Old 01-06-2011, 11:44 AM
  # 18 (permalink)  
Cyranoak
Member
 
Join Date: Nov 2010
Posts: 2,052
Consider therapy and Al-Anon...

I truly believe, and I am not a big therapy person or labeling my ills person, that, as a result of my 10 year marriage to an alcoholic, I am suffering from many of the symptoms of PTSD and Hypervigilance disorder.

What you are describing applies to me as well. It resonates with my fully and completely. I'm encouraging you to see a therapist around this.

Take care,

Cyranoak


Originally Posted by lifewenton View Post
I was married to an alcoholic man for 10 years. During the course of that time, I had to learn to predict his actions or non actions to keep myself, our kids and everyone else safe. I lost complete sight of who I was and the sense of just being able to live in the moment. I know that that is part of the life of being with someone who is an alcoholic. After the divorce, I started to slowly remember the things which I once loved and enjoyed. I can't even tell you the last time I was this happy.

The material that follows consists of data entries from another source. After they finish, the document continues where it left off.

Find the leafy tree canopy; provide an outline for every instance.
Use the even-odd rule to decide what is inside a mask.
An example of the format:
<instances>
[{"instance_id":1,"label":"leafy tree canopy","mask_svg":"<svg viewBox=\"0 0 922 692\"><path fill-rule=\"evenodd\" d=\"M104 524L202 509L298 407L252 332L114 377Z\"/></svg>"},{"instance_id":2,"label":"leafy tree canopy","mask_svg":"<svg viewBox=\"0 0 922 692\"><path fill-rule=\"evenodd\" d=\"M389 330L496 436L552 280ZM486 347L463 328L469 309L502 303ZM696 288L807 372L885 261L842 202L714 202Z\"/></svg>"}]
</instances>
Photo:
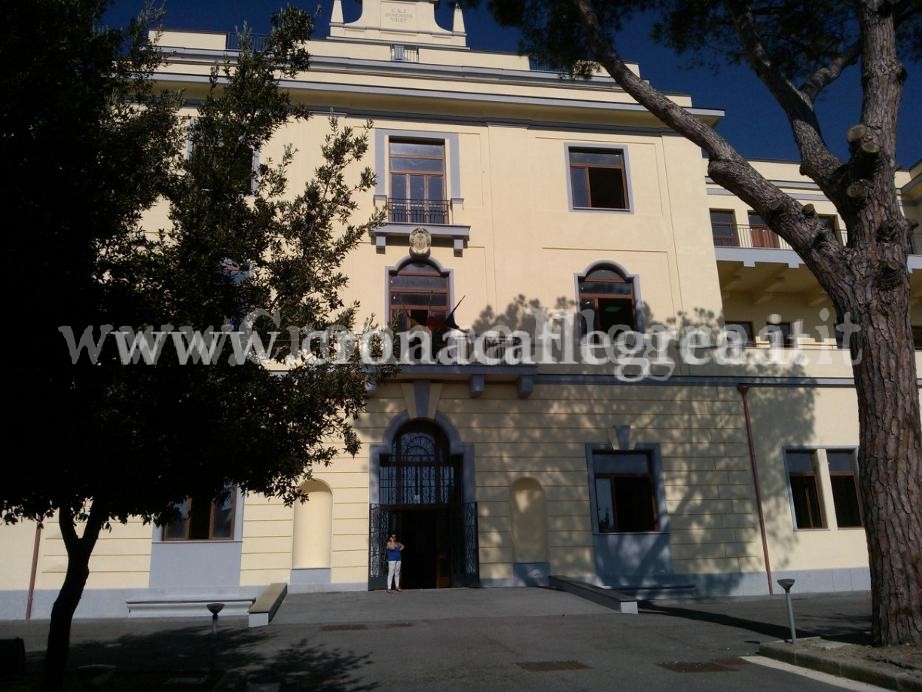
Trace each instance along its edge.
<instances>
[{"instance_id":1,"label":"leafy tree canopy","mask_svg":"<svg viewBox=\"0 0 922 692\"><path fill-rule=\"evenodd\" d=\"M7 440L21 456L0 514L15 522L57 513L67 549L45 689L63 684L71 619L104 526L170 520L173 503L218 498L228 483L303 499L313 464L357 450L351 422L369 378L357 358L302 361L280 376L226 343L214 356L208 349L258 310L317 330L354 317L340 267L380 222L351 220L354 195L374 184L370 170L352 170L367 132L332 121L322 163L300 191L287 179L295 152L276 161L267 153L280 128L308 115L278 78L307 68L310 17L276 13L259 50L245 32L239 53L192 87L187 104L186 94L155 87L163 54L148 38L152 16L109 29L106 5L13 3L0 25L5 278L21 337L6 342ZM155 204L168 223L143 228ZM165 335L150 364L141 352L123 363L140 345L137 330L148 330L141 338L156 353L166 325L187 327L186 339ZM251 327L268 341L274 322Z\"/></svg>"},{"instance_id":2,"label":"leafy tree canopy","mask_svg":"<svg viewBox=\"0 0 922 692\"><path fill-rule=\"evenodd\" d=\"M171 502L216 496L226 481L299 499L312 464L357 450L350 421L369 377L357 362L302 364L280 377L264 363L238 364L225 342L213 364L181 365L167 337L156 365L126 366L110 334L95 364L86 353L74 364L59 327L71 327L75 341L88 326L98 341L101 325L211 327L220 336L222 325L261 309L277 311L287 343L288 325L352 325L340 266L379 222L351 221L354 196L374 182L370 170L353 171L366 132L333 121L318 142L322 163L294 193L295 151L277 161L265 153L280 127L308 116L277 79L307 67L309 16L274 15L261 50L245 34L187 117L186 95L154 90L162 56L147 39L149 18L116 31L100 28L103 2L27 5L6 26L21 30L20 50L30 35L36 43L4 73L17 97L4 104L2 143L23 229L8 286L29 287L35 345L12 383L12 433L35 463L4 483L5 518L56 509L85 518L95 505L106 520L162 520ZM36 34L58 43L36 50ZM168 208L169 224L142 230L155 203ZM246 280L230 265L245 267ZM273 321L254 328L268 344Z\"/></svg>"}]
</instances>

But the one thing that hasn't come back to me is the ability to just be in the moment. We have been divorced for 2 years and I still am trying to predict the outcome of everything. It doesnt matter if its work, school, home or relationships with guys. I overthink everything down to what someone means in a text or what I should text back. I don't know how to just let things be and live in the moment. Can anyone else relate to this? If so can how do you let go and give up that control?